At the global level about 1 billion people are sealed out of having access to safe water due to poverty, inequality and government failure. It is also clear that not having access to clean water is a main driver and cause of poverty and inequality. In Kenya, largely due to recurrent droughts, millions of families that rely on crops and livestock are threatened and thousands of people die each year as a result of thirst and hunger. According to the World Bank (2010), the mortality rates of adult males, adult females, children under five, and infants has increased from 1990 to 2008.

Rainwater Harvesting....


Rainwater harvesting is the capture, storage and utilization of rainwater for a meaningful purpose. There has been a huge spike in rainwater harvesting systems across the United States as a result of drought, increasing population and aging infrastructure. Rainwater harvesting offers many benefits, which include conservation of groundwater, low on salts, gravity systems help to conserve energy and can reduce flooding and erosion. 

Commonly, rainwater harvesting methods are isolated into two categories, passive and active systems. Passive systems utilize no moving parts and generally use the landscape for rainwater diversion to a desired locality. The water is stored in the soil rather than a containment object for a Passive System. Passive systems include rain gardens and permeable pavements.

The design of rainwater harvesting systems will vary for each building type. A usual system will consist of three components, which include the catchment, the detention basin, and the conveyance system, but the most important element is the catchment, which is used to collect the rainfall. The catchment can be on the roof depending if it is flat. 

If the roof were sloped then there would be some form of collection area or gutter on the overhangs that will lead to the detention basin. Since, rainwater is considered, in terms of it being potable, in between groundwater and surface water then passing it through a sand filter will sufficient and adding baking soda to increase its pH to the desired level will work as well.

An example of a complex rainwater harvesting system that is used is the HighDRO system. This system consists of a flush filter, rainwater collection tank and an advanced water filtration/disinfection system. This system can help a building achieve Net-Zero Water, but it could cost the building in becoming a Net-Zero Energy building if the energy requirement is high.

Rainwater harvesting shows great potential to reduce municipal water supply costs and protect adjacent ecosystems. The U.S. EPA reports that “reducing [municipal] potable water demand by 10 percent could save approximately 300 billion kilowatt-hours of energy each year” in the U.S. alone.

Best practices for designing rainwater-harvesting systems use relatively simple, little technological methods for collection and the storage. Water should enter the cistern near the bottom of the tank where it is subsided by means of a diffuser to avoid disturbing sediment in the tank.
Rainwater harvesting systems have the potential for incorporation into a wide number of other building systems. “They are ideally suited for incorporation into on-site stormwater management strategies, allowing temporary storage after storm events and helping to reduce runoff.” They are also ideal for use in landscape irrigation, counteracting the need for potable water.

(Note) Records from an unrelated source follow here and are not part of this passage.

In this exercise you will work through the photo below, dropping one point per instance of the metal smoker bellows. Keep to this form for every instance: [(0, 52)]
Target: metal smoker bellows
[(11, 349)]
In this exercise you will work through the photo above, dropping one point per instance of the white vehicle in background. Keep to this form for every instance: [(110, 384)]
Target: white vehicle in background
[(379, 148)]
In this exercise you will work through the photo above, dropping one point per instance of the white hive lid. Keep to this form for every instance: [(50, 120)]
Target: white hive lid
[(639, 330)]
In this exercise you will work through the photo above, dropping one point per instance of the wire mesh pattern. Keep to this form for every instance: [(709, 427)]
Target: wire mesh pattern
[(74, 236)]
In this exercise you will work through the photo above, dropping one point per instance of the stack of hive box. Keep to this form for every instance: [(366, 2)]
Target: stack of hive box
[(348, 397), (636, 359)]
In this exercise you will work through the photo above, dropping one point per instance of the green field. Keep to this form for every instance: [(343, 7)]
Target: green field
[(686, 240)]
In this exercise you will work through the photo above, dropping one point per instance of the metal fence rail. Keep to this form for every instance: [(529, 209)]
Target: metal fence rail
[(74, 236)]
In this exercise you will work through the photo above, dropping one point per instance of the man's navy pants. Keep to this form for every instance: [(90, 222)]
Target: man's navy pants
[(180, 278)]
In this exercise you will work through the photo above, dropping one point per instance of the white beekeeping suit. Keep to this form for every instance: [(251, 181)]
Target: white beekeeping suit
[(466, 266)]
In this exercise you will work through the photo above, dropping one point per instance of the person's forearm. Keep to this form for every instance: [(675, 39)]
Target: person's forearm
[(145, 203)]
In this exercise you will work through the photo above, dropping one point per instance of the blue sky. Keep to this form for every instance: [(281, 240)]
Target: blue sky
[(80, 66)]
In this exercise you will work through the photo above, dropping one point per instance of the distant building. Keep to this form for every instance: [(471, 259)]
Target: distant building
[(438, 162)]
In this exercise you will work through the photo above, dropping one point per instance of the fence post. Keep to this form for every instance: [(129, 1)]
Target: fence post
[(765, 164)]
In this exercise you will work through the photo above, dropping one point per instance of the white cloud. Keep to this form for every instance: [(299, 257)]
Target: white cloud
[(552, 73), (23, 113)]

 Further occasions may exist to integrate rainwater cisterns into both active and passive solar systems by providing a potential location for storage of thermal energy. Large storage tanks may both provide or require additional structural support so careful attention is needed when designing them either on or near other structures. Finally, catchment and conveyance systems may be integrated into both interior and exterior spaces of a building in such a way that they provide a valuable connection between occupants and the natural water cycles outside the building.